A Review of Symmetry Algebras of Quantum Matrix Models in the Large-N Limit

TL;DR

This review introduces two infinite-dimensional Lie algebras associated with quantum matrix models in the large-N limit, unifying their description and exploring their properties and connections to other well-known algebras.

Contribution

It provides a comprehensive, detailed presentation of the symmetry algebras of quantum matrix models, including new properties and their relation to established algebras.

Findings

Identification of two key Lie algebras for open and closed string sectors

These algebras are quotients of a larger algebra

Connections to Cuntz, Witt, and Virasoro algebras

Abstract

This is a review article in which we will introduce, in a unifying fashion and with more intermediate steps in some difficult calculations, two infinite-dimensional Lie algebras of quantum matrix models, one for the open string sector and one for the closed string sector.
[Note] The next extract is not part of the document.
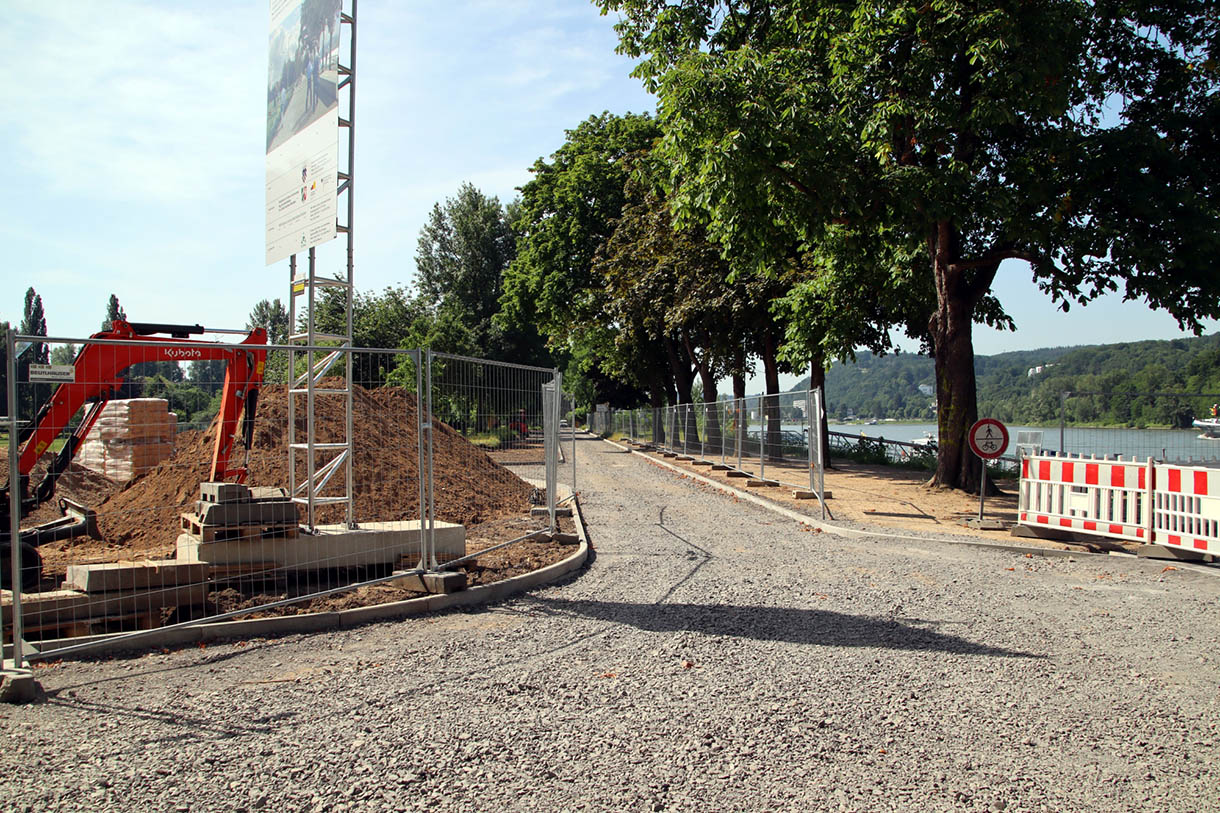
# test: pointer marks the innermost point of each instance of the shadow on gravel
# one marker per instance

Physical observables of quantum matrix models in the large-N limit can be expressed as elements of these Lie algebras. We will see that both algebras arise as quotient algebras of a larger Lie algebra. We will also discuss some properties of these Lie algebras not published elsewhere yet, and briefly review their relationship with well-known algebras like the Cuntz algebra, the Witt algebra and the Virasoro algebra. We will also review how Yang--Mills theory, various low energy effective models of string theory, quantum gravity, string-bit models, and quantum spin chain models can be formulated as quantum matrix models. Studying these algebras thus help us understand the common symmetry of these physical systems.